ED says 18 weeks, 5 days and change...one of them is lying.
I'm scared to do the maths tbh...but that's 3000 hours plus?
Welp, I should go outside.


Lying? More likely you've been playing since before Elite was available on steam and added it later which would account for the lower figures from steam.
 
Dear 4Corvus,

Absolutely don't want to ruin your moment here, but Steam players are only tiny, tiny bits of Elite Dangerous' player base. Very tiny part...

For you (and the rest of you guys) to have a bit bigger picture:

1) your Steam's stats are showing 3,218 players having fun with the game during last 30 days (as for 08/06/2016);

2) during last 30 minutes though there were around 4,150 people browsing our forum:) *​

Do I need to convince you, this forum users are only tiny part of Elite's multi-platform gamers? Nah..., I dont think so!:p

The fun part with playing with numbers is you need to take a lot of variables into your consideration before jumping into conclusions. For almost all of us in here this "a lot" is way above our knowledge of crucial data. So let's just don't! :)

Anyways thank you for your imput 4Corvus!

*) Ohhh..., right!! The source!:p Here you go: CLICK ME (I'm not a trojan!)
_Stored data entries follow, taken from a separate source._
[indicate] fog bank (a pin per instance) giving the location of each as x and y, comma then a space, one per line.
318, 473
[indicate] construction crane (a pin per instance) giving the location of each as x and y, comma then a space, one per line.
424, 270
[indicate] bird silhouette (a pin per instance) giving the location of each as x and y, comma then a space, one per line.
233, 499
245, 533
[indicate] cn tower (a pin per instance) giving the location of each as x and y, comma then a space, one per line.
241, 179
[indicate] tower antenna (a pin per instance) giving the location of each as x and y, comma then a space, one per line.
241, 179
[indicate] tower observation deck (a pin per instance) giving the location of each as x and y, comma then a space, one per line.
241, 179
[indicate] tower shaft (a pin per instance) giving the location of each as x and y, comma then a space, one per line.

I am not going to comment on how many people use the steam launcher, or how many people currently play the game.
Because i don't have those numbers, and neither do you.
But "only tiny, tiny bits of Elite Dangerous' player base. Very tiny part..." ?
What do you base that on ?
The game has over 750.000 registered owners on Steam !
And you have no way of knowing how many of them play via the Frontier launcher, or even don't play at all for that matter.